Heat lamps are commonly used to warm livestock. They are also a common cause of barn burnings. So, please be very careful.


----------



## shagerman

i dont knowwhat you have in new york. but what i do is i have siftings. from when the corn dries in a dryer, i mix 14 --- 5 gallon buckets to 1 5 gallon bucket of 34% calf mix and 1 - 5 gallon bucket of 12% sweet feed in a mixer,, i have 3 calves ranging from 1 year to 4 months, all the hay they can eat, and a large scoop each for the calves, the sorgum molasses . they love it, it also has corn and oats in the mix,, i have very healthy calfs,


----------



## haypoint

I think I understand that you are mixing "siftings" at a 7 to 1 ratio with calf feed and sweet feed and raise healthy calves.
I've seen screenings/siftings that were mostly cracked or milled corn. I've seen screenings/siftings that were mostly pieces of cob. In a wet year, like this past season, corn can have a fair amount of mold on it. As drying corn is tumbled, mold spores could accumulate in the siftings.
I'm just saying there is a wide variance in just what siftings are.
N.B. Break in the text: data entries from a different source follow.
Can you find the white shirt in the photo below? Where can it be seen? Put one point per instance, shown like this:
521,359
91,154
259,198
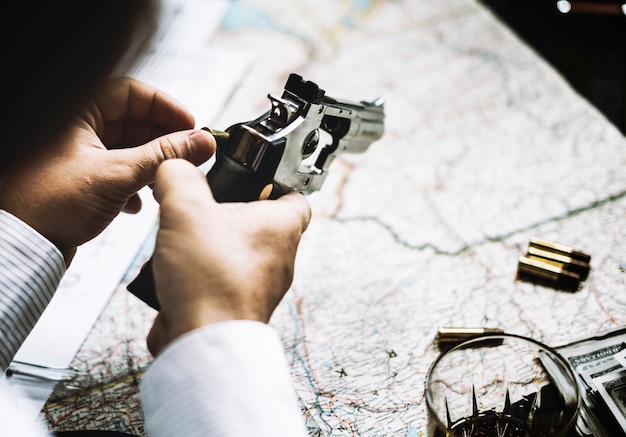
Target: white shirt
227,379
I missed what minerals you were adding to the mix and at what amount. Around here, we have to up the selenium levels as well. 

Molasses helps hold down dust, keeps minerals from settling and insure the calves eat their entire ration.


----------



## farmerjon

Sorry it took so long to get back. 

He is a Brown Swiss. 
He is 16 Weeks +-
He has been wormed. 

As of right now he has all the Hay he can eat and I have been feeding him the calf feed from TS they want him fed. I have been also sneaking in some sweet feed. He seems to be doing much better. He is in one of my stalls. about 12X12 and we put a hut with a heat lamp to keep him warm. He seems to be doing well. Now if we can get him bulked up a bit we will be much better. Its been a busy few days. For Christmas my Mrs. found me a couple of Pygmy Goats so I have been busy goat proofing a stall. Building a new coop for the pigeons and thawing water lines. I love winter.


----------



## Allen W

A calf that size needs good high quality feed and hay.


----------